Il G. incise sia da proprie invenzioni sia da opere dei contemporanei Carlo Bevilacqua, Giovanni Battista Cignaroli, Giovanni Battista Cipriani, Iacopo e Vincenzo Guarana, Giuseppe Longhi, Francesco Maggiotto, Teodoro Matteini, Giovanni Battista Mingardi, Francesco Novelli, Marco Alvise Pitteri e altri. Trasse anche incisioni da opere di celebri artisti del passato, tra cui un S. Francesco da Domenichino, un S. Giuseppe da Guido Reni in pendant con una Madonna da Annibale Carracci, un Redentore su proprio disegno tratto da Iacopo Robusti detto il Tintoretto.

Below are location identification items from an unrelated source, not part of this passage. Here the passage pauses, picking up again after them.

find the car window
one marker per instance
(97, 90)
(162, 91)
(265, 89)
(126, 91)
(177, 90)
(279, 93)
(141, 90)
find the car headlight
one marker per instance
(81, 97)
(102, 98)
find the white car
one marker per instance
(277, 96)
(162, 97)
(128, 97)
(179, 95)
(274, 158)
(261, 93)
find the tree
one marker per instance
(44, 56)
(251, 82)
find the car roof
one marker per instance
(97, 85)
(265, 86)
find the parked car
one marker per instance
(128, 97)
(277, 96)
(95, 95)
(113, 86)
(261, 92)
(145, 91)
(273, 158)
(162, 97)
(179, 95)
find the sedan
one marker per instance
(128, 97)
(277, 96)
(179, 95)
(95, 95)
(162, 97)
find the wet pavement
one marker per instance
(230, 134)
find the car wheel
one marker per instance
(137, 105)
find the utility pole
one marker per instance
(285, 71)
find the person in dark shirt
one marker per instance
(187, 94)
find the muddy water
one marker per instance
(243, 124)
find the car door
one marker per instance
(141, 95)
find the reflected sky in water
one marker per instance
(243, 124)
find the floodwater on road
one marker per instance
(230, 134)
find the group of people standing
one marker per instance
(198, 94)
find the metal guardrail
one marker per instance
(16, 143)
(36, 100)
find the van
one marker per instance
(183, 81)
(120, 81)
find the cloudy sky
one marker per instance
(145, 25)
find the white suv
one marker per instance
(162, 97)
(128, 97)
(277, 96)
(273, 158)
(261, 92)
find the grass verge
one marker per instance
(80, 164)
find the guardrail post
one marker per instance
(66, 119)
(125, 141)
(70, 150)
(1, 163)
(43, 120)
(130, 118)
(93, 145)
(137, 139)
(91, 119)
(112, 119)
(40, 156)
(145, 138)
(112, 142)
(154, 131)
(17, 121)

Moschini, che aveva ricevuto informazioni direttamente dall'esecutore testamentario del G., fornisce l'elenco completo delle incisioni dell'artista, poco più di centocinquanta, tra le quali numerosi soggetti religiosi e ritratti. Sono del G. anche i rami per l'opera Oracoli, auguri, aruspici, sibille, indovini della religione pagana tratti da antichissimi monumenti…, su disegno di Iacopo Guarana, pubblicata a Venezia nel 1792. Il suo capolavoro fu, sempre secondo Moschini, il ritratto di Cosimo I de' Medici, da un disegno di G. Longhi, pubblicato come frontespizio dell'Elogio e ritratto di Cosimo de' Medici, di G.G. Bottari e pubblicato a Padova nel 1819 a cura di A. Meneghelli - F. Prezzolo. Anche tale ritratto, insieme con uno di Paolo Sarpi eseguito su disegno di T. Matteini, era stato elogiato da Canova, che in una lettera del 7 ott. 1818, li giudica entrambi eseguiti "con gusto e maestria squisita" (Meneghelli, p. 24).

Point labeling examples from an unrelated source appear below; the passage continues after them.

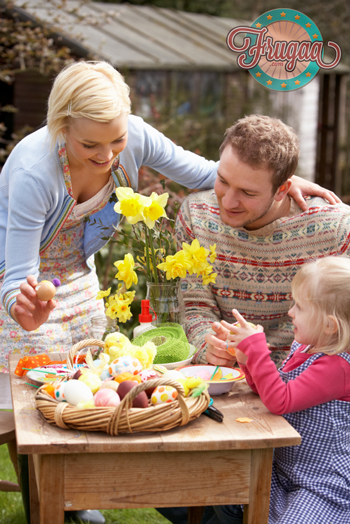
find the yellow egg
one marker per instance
(92, 381)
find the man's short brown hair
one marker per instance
(262, 141)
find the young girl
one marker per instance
(310, 482)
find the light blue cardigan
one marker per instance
(34, 202)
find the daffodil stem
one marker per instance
(147, 253)
(153, 257)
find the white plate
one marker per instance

Il G. morì a Venezia il 17 luglio 1829. L'amico abate Meneghelli compose e fece collocare un'epigrafe in sua memoria nel chiostro del convento del Santo a Padova.
Nelle numerose incisioni il G. seguì la tecnica del maestro M. Pitteri "a un solo taglio" (ibid., p. 9), consistente in una serie di segni sulla matrice paralleli, verticali o diagonali, senza incroci. Fece anche uso della puntasecca, a differenza del maestro, per dare maggior morbidezza ai particolari, e a volte usò anche la tecnica della granitura per trattare le carni. Alcune incisioni, che vanno sotto il nome del G., come i Dottori della Chiesa latina appaiono eseguite in maniera differente perché, avverte Moschini, l'intervento diretto dell'incisore era stato minimo: le matrici per l'acquaforte erano state preparate da Antonio Baratti e il G. si era limitato a ritoccarle col bulino.
Fonti e Bibl.: Gazzetta privilegiata di Venezia, 24 e 27 luglio 1829; A. Meneghelli, Notizie dell'intagliatore V. Giacconi padovano, Padova 1829; N. Pietrucci, Biografia degli artisti padovani, Padova 1858, pp. 133-136; G. Moschini, Dell'incisione in Venezia (sec. XIX), a cura della R. Accademia di belle arti di Venezia, Venezia 1924, pp. 99-110; R. Pallucchini, Mostra degli incisori veneti del Settecento (catal.), Venezia 1941, pp. 114 s., 120; T. Gasparrini Leporace, Il libro illustrato nel '700 a Venezia (catal.), Venezia 1955, p. 22; A.M. Comanducci, Dizionario illustrato dei pittori…, II, Milano 1962, p. 841; L'opera completa del Canova, Milano 1976, p. 84; U. Thieme - F. Becker, Künstlerlexikon, XIII, p. 578; Dizionario encicl. Bolaffi…, V, p. 396.